Due giorni dopo, il Knight Rider fece il suo ingresso al porto di Dutch Harbor carico di granchi. Grazie alle indicazioni di K.I.T.T., le ragazze avevano continuato a tirare su nasse piene fino all’orlo, con somma soddisfazione di Jeremy che, nonostante fosse ben consapevole che la loro era solo una copertura, non poteva certo lamentarsi per l’aumento di guadagno. Lasciando a Mary il compito di occuparsi della conta e dello scarico del pescato, Michelle ed Helen, ancora puzzolenti di pesce e con i capelli tutti aggrovigliati, si diressero all’Elbow Room per parlare con i loro sospettati.

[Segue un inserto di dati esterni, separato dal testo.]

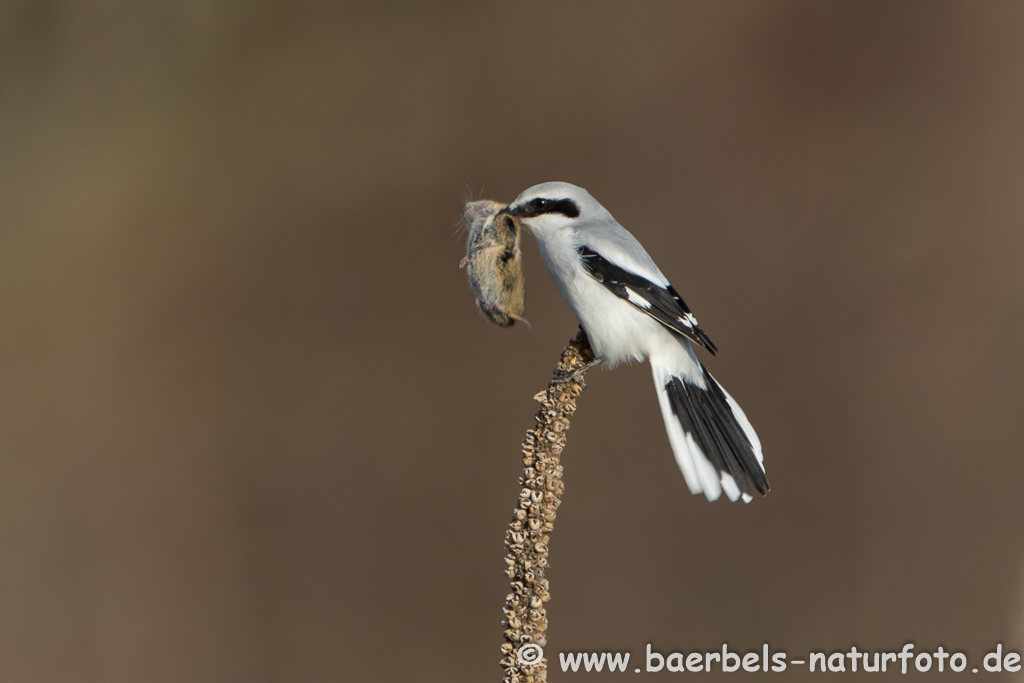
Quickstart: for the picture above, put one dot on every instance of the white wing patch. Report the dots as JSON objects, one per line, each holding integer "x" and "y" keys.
{"x": 637, "y": 300}
{"x": 688, "y": 321}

La riccia individuò subito il capitano dell’Incentive e i suoi baffoni da tricheco. Con un cenno alla sua compagna si diresse baldanzosa verso di lui, lasciando Michelle da sola.
La nipote di Bonnie si guardò attorno per un istante prima di avvistare il mozzo della Northwestern, Jake Anderson, seduto al bancone del bar in compagnia dei fratelli Harris. Del suo capitano e i suoi fratelli neanche l’ombra.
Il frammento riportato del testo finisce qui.